Les lectures du jour

Messe

(c) Association Épiscopale Liturgique pour les pays francophones - 2019
  • Première lecture : « Noémi revint avec sa belle-fille, Ruth la Moabite. Elles arrivèrent à Bethléem » (Rt 1, 1.3-6.14b-16.22)

    Lecture du livre de Ruth

    À l’époque où gouvernaient les Juges,
    il y eut une famine dans le pays.
    Un homme de Bethléem de Juda
    émigra avec sa femme et ses deux fils
    pour s’établir dans la région appelée Champs-de-Moab.
        Élimélek, le mari de Noémi, mourut,
    et Noémi resta seule avec ses deux fils.
        Ceux-ci épousèrent deux Moabites ;
    l’une s’appelait Orpa (c’est-à-dire : Volte-face)
    et l’autre, Ruth (c’est-à-dire : Compagne).
    Ils demeurèrent là une dizaine d’années.
        Mahlone et Kilyone moururent à leur tour,
    et Noémi resta privée de ses deux fils et de son mari.
        Alors, avec ses belles-filles,
    elle se prépara à quitter les Champs-de-Moab
    et à retourner chez elle,
    car elle avait appris que le Seigneur avait visité son peuple
    et lui donnait du pain.
         En cours de route, Orpa embrassa sa belle-mère et la quitta,
    mais Ruth restait attachée à ses pas.
        Noémi lui dit :
    « Tu vois, ta belle-sœur est retournée
    vers son peuple et vers ses dieux.
    Retourne, toi aussi, comme ta belle-sœur. »
        Ruth lui répondit :
    « Ne me force pas à t’abandonner et à m’éloigner de toi,
    car où tu iras, j’irai ;
    où tu t’arrêteras, je m’arrêterai ;
    ton peuple sera mon peuple,
    et ton Dieu sera mon Dieu. »
        Noémi revint donc des Champs-de-Moab
    avec sa belle-fille, Ruth la Moabite.
    Elles arrivèrent à Bethléem au début de la moisson de l’orge.

                – Parole du Seigneur.

  • Psaume (Ps 145 (146), 5-6ab, 6c-7, 8-9a, 9bc-10)

    Refrain psalmique : (Ps 145, 1b)

    Chante, ô mon âme, la louange du Seigneur !
    ou : Alléluia !

    Heureux qui s’appuie sur le Dieu de Jacob,
    qui met son espoir dans le Seigneur son Dieu,
    lui qui a fait le ciel et la terre
    et la mer et tout ce qu’ils renferment !

    Il garde à jamais sa fidélité,
    il fait justice aux opprimés ;
    aux affamés, il donne le pain ;
    le Seigneur délie les enchaînés.

    Le Seigneur ouvre les yeux des aveugles,
    le Seigneur redresse les accablés,
    le Seigneur aime les justes,
    le Seigneur protège l’étranger.

    Il soutient la veuve et l’orphelin,
    il égare les pas du méchant.
    D’âge en âge, le Seigneur régnera :
    ton Dieu, ô Sion, pour toujours !

  • Évangile : « Tu aimeras le Seigneur ton Dieu de tout ton cœur, et ton prochain comme toi-même » (Mt 22, 34-40)

    Acclamation : (Ps 24, 4b.5a)

    Alléluia.
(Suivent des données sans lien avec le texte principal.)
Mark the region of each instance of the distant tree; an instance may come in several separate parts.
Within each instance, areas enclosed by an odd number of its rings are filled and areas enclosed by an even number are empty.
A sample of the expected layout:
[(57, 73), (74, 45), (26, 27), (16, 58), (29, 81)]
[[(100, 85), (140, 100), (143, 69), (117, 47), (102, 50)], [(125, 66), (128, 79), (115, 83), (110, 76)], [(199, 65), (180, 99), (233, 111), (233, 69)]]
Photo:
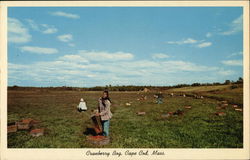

Alléluia.
    Fais-moi connaître ta route, mon Dieu ;
    dirige-moi par ta vérité.
    Alléluia.

    Évangile de Jésus Christ selon saint Matthieu

    En ce temps-là,
        Les pharisiens,
    apprenant que Jésus avait fermé la bouche aux sadducéens,
    se réunirent,
        et l’un d’entre eux, un docteur de la Loi, posa une question à Jésus
    pour le mettre à l’épreuve :
        « Maître, dans la Loi,
    quel est le grand commandement ? »
        Jésus lui répondit :
    « Tu aimeras le Seigneur ton Dieu
    de tout ton cœur,
    de toute ton âme et de tout ton esprit.

        Voilà le grand, le premier commandement.
        Et le second lui est semblable :
    Tu aimeras ton prochain comme toi-même.
        De ces deux commandements dépend toute la Loi,
    ainsi que les Prophètes. »

                – Acclamons la Parole de Dieu.